Wat dat is, God, daar wil ik even vanaf wezen. Maar dat er in alle chaos iets van harmonie kan klinken, dat houdt ons op de been. Die harmonie kan een melodie zijn, maar ook een dichtregel of een grap die ons de moed geeft om niet te wanhopen.
Veel kunstenaars gaan mee in de gedachte dat ze de wereld echt vooruit kunnen helpen. Dat zijn kwakzalvers. Kunst is alleen effectief als ze erkent dat we verloren zijn. Alleen dan kan ze ons een geloofwaardige vorm van hoop geven. ‘Hope we can believe in,’ noemde Obama dat.
Soms vermoed ik dat de woede en de wanhoop van Donald Trump het gevolg is van de onmacht om het grote publiek te overtuigen van de schoonheid van Wrights inzicht. De kater die volgt op de roes van hoop. Kunst kan ons helpen te hopen zonder er een kater aan over te houden. Kunst geeft ons moed en wat dat betreft is kunst een oplossing. Maar oplossingen zijn het probleem niet.
Aernoud Bourdrez, advocaat: ‘Ludieke boodschap’
Oli Beale is een Engelse artdirector bij een gerenommeerd reclamebureau. Iedere dag neemt hij de trein naar zijn werk. ’s Ochtends vanaf zijn woonplaats Hassocks naar Farringdon en aan het einde van de dag weer terug. De trein heeft vaak vertraging en Beale heeft een hekel aan vertraging. Op een dag besloot hij om iedere keer dat zijn trein te laat was, het hoofd van de baas van de Britse spoorwegen te bewerken met Photoshop. Het resultaat deelde hij op sociale media. Zoek voor je plezier op ‘Beale’ en ‘Tim O’Toole’. De grappige, absurde en soms gênante portretten gingen viraal. Ik moest er hard om lachen en de collega’s van Tim O’Toole natuurlijk ook. En waarschijnlijk ook de vriendjes en vriendinnetjes van zijn kinderen.
Oli Beale is my hero: Angry commuter meddles with train boss’s face - http://t.co/a6ht2m8VHZ #oddnews #UKnews pic.twitter.com/Q1X5urAFwn
— Becky Barnes (@BeckyBarnesB) 10 juli 2014
Ik vermoed dat O’Toole zijn personeel al snel opdracht heeft gegeven om ervoor te zorgen dat in ieder geval die ene trein tussen Hassocks en Farringdon op tijd rijdt.
Op de vraag wat mij hoop geeft, wist ik niet zo snel een antwoord.
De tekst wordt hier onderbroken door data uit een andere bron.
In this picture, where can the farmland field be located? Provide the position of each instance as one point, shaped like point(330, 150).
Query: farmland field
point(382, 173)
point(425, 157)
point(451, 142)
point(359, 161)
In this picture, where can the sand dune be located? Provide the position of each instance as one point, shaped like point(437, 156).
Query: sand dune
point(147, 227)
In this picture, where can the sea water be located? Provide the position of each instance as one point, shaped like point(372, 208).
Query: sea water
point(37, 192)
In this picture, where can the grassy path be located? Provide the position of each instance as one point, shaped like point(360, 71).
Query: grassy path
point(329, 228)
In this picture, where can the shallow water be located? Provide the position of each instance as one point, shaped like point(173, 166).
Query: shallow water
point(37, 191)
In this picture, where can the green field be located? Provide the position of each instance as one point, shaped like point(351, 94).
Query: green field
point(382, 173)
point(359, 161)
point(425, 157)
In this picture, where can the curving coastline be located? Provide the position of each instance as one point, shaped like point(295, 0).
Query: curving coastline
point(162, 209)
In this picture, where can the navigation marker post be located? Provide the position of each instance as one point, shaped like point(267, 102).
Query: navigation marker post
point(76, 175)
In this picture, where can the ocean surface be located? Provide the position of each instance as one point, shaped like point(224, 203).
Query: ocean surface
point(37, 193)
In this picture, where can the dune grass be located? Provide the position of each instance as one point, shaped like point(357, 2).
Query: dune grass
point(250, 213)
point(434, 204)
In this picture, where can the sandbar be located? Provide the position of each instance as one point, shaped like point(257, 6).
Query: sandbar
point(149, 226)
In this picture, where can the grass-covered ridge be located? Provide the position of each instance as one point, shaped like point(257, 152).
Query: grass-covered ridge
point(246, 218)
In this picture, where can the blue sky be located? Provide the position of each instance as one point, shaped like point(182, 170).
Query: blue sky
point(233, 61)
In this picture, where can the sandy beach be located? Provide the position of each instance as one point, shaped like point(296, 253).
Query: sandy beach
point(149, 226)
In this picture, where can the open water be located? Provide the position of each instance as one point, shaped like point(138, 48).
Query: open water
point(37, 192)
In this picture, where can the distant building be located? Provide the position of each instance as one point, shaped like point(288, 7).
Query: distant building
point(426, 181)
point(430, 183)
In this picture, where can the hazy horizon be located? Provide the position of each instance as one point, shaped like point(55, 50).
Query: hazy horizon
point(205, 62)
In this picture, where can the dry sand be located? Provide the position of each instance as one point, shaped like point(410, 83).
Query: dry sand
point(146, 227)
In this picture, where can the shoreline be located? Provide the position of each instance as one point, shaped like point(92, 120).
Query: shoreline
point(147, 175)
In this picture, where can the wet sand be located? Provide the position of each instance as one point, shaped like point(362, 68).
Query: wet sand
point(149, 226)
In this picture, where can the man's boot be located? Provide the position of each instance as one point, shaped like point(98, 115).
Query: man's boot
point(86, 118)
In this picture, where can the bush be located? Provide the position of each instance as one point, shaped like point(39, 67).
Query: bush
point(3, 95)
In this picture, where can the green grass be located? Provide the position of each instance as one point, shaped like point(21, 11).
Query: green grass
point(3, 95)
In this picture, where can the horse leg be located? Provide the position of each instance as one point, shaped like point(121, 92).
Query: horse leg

Wel weet ik op wie ik mijn hoop heb gevestigd: op alle kunstenaars, cabaretiers, illustratoren en andere creatieve geesten zoals Oli Beale, die het verstand en het gereedschap hebben om met creatieve, ludieke en luchtige acties zonder verwijten de boodschap over te brengen en ons inspireren om te veranderen. En niet alleen om een trein op tijd te laten rijden, maar ook om misstanden bloot te leggen en te zorgen dat recht geschiedt. Bill Cosby wist jaren de dans te ontspringen, ondanks de vele rechtszaken. Pas toen stand-upcomedian Hannibal Buress er grappen over maakte, ging de bal aan het rollen.
De kracht van die boodschappen zit hem in de combinatie van de kwinkslag en het ontbreken van verwijten. Door de kwinkslag vinden we de boodschap leuk en nemen we die graag tot ons. Door het weglaten van verwijten is men eerder bereid om er ook iets mee te doen. Aan boodschappen met verwijt zit ook een taks. Ik kan niet meer kijken naar de aaneenschakeling van verwijten van Bernie Sanders of Donald Trump, die hun tegenstander wegzetten als de oorzaak van alle ellende. Dat is ook het probleem met advocaten die denken in winst en verlies en weten dat de kans groter is dat je een rechtszaak wint naarmate je de rechter er beter van overtuigt dat de ander het verwijt treft. Dat leidt tot een verslechtering van de relatie tussen partijen en zelden tot een oplossing waarvoor de cliënt bij de advocaat aanklopte.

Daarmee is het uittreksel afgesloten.